Those were Ten Commandments SE, issued after Moses broke the first lot… (tablets, not Commandments) The original 10, having been lost, obtained a sort of mystique, and have overshadowed their successors…
Grim
[sup]Thanks for pointing out that passage to me, the minutiae had slipped beneath my radar[/sup]
But the Ten Commandments 2.0 were said by God himself to be the same set as TC 1.0 - Exodus 34:1 says “The LORD said to Moses, ‘Chisel out two stone tablets like the first ones, and I will write on them the words that were on the first tablets, which you broke.’”
And the set of ten commandments that are popularly known as the “Ten Commandments” (Exodus 20) aren’t referred to as “The Ten Commandments” in the text itself, but the ones in Exodus 34 are. And, the Exodus 20 ones were not carved into stone tablets.
The Sabbath is not required to those under grace (believers), the law has been nailed to a tree.

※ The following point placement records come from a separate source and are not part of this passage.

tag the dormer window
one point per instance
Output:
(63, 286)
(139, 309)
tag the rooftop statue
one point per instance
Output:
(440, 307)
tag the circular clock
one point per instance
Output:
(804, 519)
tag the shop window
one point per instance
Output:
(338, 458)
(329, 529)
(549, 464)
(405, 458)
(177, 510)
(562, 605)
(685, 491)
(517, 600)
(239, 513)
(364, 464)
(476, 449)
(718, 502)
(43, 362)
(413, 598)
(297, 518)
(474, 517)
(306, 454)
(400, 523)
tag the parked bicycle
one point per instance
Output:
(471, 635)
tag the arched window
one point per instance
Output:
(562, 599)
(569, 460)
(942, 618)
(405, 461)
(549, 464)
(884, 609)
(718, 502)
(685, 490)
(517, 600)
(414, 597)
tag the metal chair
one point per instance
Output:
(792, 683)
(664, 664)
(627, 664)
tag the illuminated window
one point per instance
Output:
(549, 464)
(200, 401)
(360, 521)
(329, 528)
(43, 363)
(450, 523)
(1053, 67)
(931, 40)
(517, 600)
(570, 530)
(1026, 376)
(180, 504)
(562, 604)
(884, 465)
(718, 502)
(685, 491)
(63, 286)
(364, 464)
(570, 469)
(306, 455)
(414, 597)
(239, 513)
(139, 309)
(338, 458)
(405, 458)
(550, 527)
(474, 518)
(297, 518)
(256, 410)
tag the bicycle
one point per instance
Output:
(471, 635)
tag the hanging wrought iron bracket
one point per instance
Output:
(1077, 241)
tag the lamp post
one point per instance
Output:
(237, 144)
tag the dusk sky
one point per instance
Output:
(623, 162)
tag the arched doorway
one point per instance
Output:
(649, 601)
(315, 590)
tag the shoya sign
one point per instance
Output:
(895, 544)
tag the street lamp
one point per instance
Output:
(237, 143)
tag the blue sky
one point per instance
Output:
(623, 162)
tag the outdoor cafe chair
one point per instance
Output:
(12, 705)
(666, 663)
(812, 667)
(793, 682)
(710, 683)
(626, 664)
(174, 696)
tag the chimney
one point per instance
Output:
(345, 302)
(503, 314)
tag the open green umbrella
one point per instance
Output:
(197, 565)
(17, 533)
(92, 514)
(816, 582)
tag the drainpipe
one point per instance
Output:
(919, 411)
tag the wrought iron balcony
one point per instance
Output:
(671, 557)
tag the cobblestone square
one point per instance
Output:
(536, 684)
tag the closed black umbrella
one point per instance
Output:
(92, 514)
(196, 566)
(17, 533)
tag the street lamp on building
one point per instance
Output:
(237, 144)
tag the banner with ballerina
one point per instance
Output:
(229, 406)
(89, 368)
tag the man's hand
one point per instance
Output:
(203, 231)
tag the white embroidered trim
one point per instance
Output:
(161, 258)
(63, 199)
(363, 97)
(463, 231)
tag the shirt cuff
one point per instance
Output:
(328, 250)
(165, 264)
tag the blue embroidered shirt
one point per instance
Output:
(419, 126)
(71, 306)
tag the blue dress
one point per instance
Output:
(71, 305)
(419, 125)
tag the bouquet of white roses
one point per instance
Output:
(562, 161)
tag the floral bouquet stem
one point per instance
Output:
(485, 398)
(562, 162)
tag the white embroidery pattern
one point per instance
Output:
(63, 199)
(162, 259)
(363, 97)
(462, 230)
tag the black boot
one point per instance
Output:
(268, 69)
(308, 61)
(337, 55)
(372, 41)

The law was put in effect through angels, believers, through being adopted directly by God has equal status with His Son, and therefore above those powers:
Thank you! We should refer to him from now on as
George, the only remaining prophet.
My favorite was his explaining how coveting thy neighbor’s goods
is what drives the economy. “If your neighbor has a dildo that plays,
“O Come All Ye Faithful,” you’ll want one too.”
the raindog my point is that the law was put into effect through (edit by changed to through) angels, after rereading that section of Acts my point stands supported.
For some reason—maybe because humans naturally love Top Ten lists—there has long been a lot of fondness among Christian circles for the Ten Commandments. I remember learning them as a kid in Sunday School class. And they’re really not bad as a list of rules to live by. I certainly would rather live in a society where people don’t murder, don’t steal, don’t bear false witness against their neighbor, don’t worship manmade gods, etc.
Some of them could use a little updating: nowadays we’re more likely to covet our neighbor’s house or car or big-screen TV than his ox or his ass. And, really, who makes graven images to worship anymore? These days it’s all electronic.
I do wonder, however, at the fanatic reverence some Christians seem to have for the 10, insisting that they ought to be taught in public schools and posted in public places. And I think many people, often the very people who are so gung-ho about the 10, miss the point of some of them. As originally stated, the Sabbath one isn’t about going to church; it’s about having a day of rest, when you neither work nor force anyone else to work for you. The one about not taking the Lord’s name in vain, as I interpret it, isn’t about not shouting “Goddamn” when you hit your thumb with a hammer; it’s about not saying or doing stupid things in the name of God, not claiming divine endorsement for your own actions and prejudices (an extreme example of which would be Fred Phelps’s “God hates fags” crap).
The Old Testament is full of commandments. Exodus 20 lists some of them, including the ones commonly known nowadays as “The Ten Commandments.” Many people also have the impression that these are the ones that the Bible says were carved onto stone tablets.
However, the Exodus 20 list was never carved in stone, and was not explicitly referred to as “The Ten Commandments” in the Bible.
The Exodus 34 commandments were referred to as “The Ten Commandments” in the Bible, and they were carved into stone. That was the second time they were carved, since Moses broke the first set, but it says explicitly that the second set said the same as the first set.
Got it. I read your post as saying that Moses walked down the mountain with two different sets of commandments and only the second one was carved in stone, which is pretty much the opposite of what you wrote. Must be the weed I smoked in college.